Morì prima del 27 marzo 1482 verosimilmente a Siena.
Tra i più importanti e prolifici pittori attivi a Siena durante il secondo e terzo quarto del Quattrocento, G. sviluppò un proprio stile caratteristico, che si contraddistingue per un profondo rispetto verso l'eredità dei grandi maestri senesi del secolo precedente e per una decisa idiosincrasia verso le innovazioni portate dal primo Rinascimento nella resa del chiaroscuro e nella rappresentazione pittorica dello spazio tridimensionale. Le opere devozionali di G. riflettono una particolare capacità di muoversi fra estremi di delicata bellezza e di bruttezza selvaggia e si segnalano tutti per le loro qualità immaginative e per l'intensa spiritualità, nonché per il loro carattere visionario. La sensibilità nelle scene narrative si affianca spesso a una eccezionale penetrazione psicologica della condizione umana.
Il principale contributo di G. alla scena artistica della Siena del Quattrocento è costituito dalle numerose pale d'altare dipinte durante molti decenni di attività.
Alcune delle pale di G. si sono conservate integre o quasi e mantengono elementi consistenti delle loro cornici originali; molte altre sono state invece smembrate e numerose immagini e scene singole si trovano disperse in varie sedi. La loro ricostruzione ha costituito perciò uno dei temi principali degli studi del XX secolo dedicati all'artista. In molti casi comunque i dubbi non sono stati risolti.
È stato spesso considerato tra le più antiche pale di altare realizzate da G., e forse databile nei primi anni Venti, un ampio pannello ora intitolato CristopazienteeCristo trionfante (Siena, Pinacoteca nazionale, n. 212).
Cristo è rappresentato frontalmente due volte su un fondo dorato, al di sotto dei due archi trilobi della cornice. La figura di Cristo che tiene la croce è inserita in un paesaggio roccioso; quella di Cristo che siede in giudizio è racchiusa da angeli in volo al di sopra dell'immagine di s. Michele al centro tra beati e dannati. Frammenti dello stemma della famiglia Bellanti si trovano sul retro. Sebbene sia entrata a far parte della Pinacoteca dalla chiesa senese di S. Niccolò al Carmine, la pala è stata indicata (Strehlke, 1988) come opera commissionata per la cappella della famiglia Bellanti a S. Domenico per adempiere alle disposizioni dettate per la propria sepoltura dal vescovo Francesco Bellanti.

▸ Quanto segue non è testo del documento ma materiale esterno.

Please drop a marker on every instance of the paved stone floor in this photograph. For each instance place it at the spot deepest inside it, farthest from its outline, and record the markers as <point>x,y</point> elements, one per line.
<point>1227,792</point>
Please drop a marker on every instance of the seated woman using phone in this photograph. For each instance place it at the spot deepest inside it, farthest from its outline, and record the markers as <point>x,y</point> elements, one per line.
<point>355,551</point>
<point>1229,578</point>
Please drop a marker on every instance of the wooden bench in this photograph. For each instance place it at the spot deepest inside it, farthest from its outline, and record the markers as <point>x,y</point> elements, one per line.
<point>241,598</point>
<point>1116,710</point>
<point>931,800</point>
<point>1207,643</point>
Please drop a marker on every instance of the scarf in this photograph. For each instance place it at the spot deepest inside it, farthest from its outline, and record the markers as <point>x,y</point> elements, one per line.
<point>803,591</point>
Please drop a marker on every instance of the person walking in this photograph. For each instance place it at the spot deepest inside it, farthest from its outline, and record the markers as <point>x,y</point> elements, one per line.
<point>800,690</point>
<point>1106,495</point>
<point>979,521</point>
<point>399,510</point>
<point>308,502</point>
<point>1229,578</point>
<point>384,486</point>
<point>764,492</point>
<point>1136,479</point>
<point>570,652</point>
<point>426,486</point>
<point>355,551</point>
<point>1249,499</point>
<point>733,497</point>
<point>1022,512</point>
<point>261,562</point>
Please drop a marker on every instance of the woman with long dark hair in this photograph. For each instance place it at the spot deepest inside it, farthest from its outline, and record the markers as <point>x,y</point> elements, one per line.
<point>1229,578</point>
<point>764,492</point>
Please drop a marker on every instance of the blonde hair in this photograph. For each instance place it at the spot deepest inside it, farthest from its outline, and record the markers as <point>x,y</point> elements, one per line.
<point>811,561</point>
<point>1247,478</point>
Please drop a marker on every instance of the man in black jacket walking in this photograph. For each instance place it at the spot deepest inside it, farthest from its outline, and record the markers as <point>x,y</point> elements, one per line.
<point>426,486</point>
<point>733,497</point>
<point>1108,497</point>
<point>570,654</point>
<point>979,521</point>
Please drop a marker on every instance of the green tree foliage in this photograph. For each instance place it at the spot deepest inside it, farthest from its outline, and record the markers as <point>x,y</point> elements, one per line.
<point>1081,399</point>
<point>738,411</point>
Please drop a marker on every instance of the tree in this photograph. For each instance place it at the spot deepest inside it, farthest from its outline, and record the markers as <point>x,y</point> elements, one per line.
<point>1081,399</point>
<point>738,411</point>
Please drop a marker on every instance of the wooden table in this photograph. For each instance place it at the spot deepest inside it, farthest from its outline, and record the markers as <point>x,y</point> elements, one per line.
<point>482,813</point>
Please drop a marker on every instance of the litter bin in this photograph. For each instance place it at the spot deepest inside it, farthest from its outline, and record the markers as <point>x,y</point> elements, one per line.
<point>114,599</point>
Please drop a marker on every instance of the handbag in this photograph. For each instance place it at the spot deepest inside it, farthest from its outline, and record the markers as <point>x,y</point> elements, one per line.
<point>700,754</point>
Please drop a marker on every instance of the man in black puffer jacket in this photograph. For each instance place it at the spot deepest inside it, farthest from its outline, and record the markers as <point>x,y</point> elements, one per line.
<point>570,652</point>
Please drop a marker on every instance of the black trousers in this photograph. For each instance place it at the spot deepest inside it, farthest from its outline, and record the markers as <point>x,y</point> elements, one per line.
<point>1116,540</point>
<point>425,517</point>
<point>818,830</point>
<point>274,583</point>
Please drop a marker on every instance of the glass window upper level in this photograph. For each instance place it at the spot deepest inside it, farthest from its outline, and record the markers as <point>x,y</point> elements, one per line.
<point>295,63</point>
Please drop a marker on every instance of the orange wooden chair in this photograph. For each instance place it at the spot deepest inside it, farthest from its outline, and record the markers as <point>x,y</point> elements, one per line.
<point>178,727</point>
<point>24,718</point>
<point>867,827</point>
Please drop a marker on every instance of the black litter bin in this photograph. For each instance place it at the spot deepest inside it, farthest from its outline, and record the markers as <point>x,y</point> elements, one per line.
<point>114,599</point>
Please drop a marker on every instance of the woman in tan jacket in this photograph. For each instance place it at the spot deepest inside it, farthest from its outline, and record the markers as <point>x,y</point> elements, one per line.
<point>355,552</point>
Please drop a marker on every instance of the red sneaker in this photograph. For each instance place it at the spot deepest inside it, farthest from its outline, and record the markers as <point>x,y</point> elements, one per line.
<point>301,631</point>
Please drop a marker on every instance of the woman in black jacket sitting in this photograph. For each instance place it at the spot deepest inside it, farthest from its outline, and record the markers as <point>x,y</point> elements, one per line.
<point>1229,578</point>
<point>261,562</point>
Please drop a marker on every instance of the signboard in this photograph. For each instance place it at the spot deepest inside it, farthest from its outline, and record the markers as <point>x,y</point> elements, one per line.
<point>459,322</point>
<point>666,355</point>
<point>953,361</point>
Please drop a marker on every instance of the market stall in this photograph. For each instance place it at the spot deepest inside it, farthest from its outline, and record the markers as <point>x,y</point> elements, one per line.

La chiesa di S. Domenico a Siena era peraltro la sede originaria della più antica opera di G. firmata e datata, ancora esistente, una Vergine col Bambino con dieci angeli musicanti del 1426 (ora nella prepositura di Castelnuovo Berardenga). Secondo quanto ricostruito da Brandi (1934) sulla base del testo del domenicano senese Isidoro Ugurgieri (1649), il pannello era in origine fiancheggiato dalle rappresentazioni di S. Giovanni Battista e S. Domenico (Siena, Pinacoteca nazionale, nn. 193, 197) e da immagini, non rintracciate, dei Ss. Paolo e Lorenzo (forse Stefano); quattro pannelli nella Walters Art Gallery di Baltimora (La resurrezione di Lazzaro, Andata al Calvario, Deposizione, Sepoltura di Cristo) e uno nello Staatliches Lindenau-Museum di Altenburg in Germania (Crocifissione) costituivano la predella. Che questa pala ornasse un altare associato con la famiglia Malavolti (piuttosto che Pecci come è stato spesso sostenuto dagli studiosi del XX secolo) è indicato da Ugurgieri e da altre fonti; il patronato originario dell'altare da parte dell'arte degli speziali è suggerito da un documento notarile del 1462 (Bähr, 1987, p. 358). Sempre a S. Domenico, nel 1427, G. firmò e datò una pala per la cappella della famiglia Branchini (ibid.): la raffigurazione centrale della Madonna col Bambino (Pasadena, CA, Norton Simon Museum), era probabilmente fiancheggiata in origine da immagini (non rintracciate) dei ss. Giacomo e Cristoforo.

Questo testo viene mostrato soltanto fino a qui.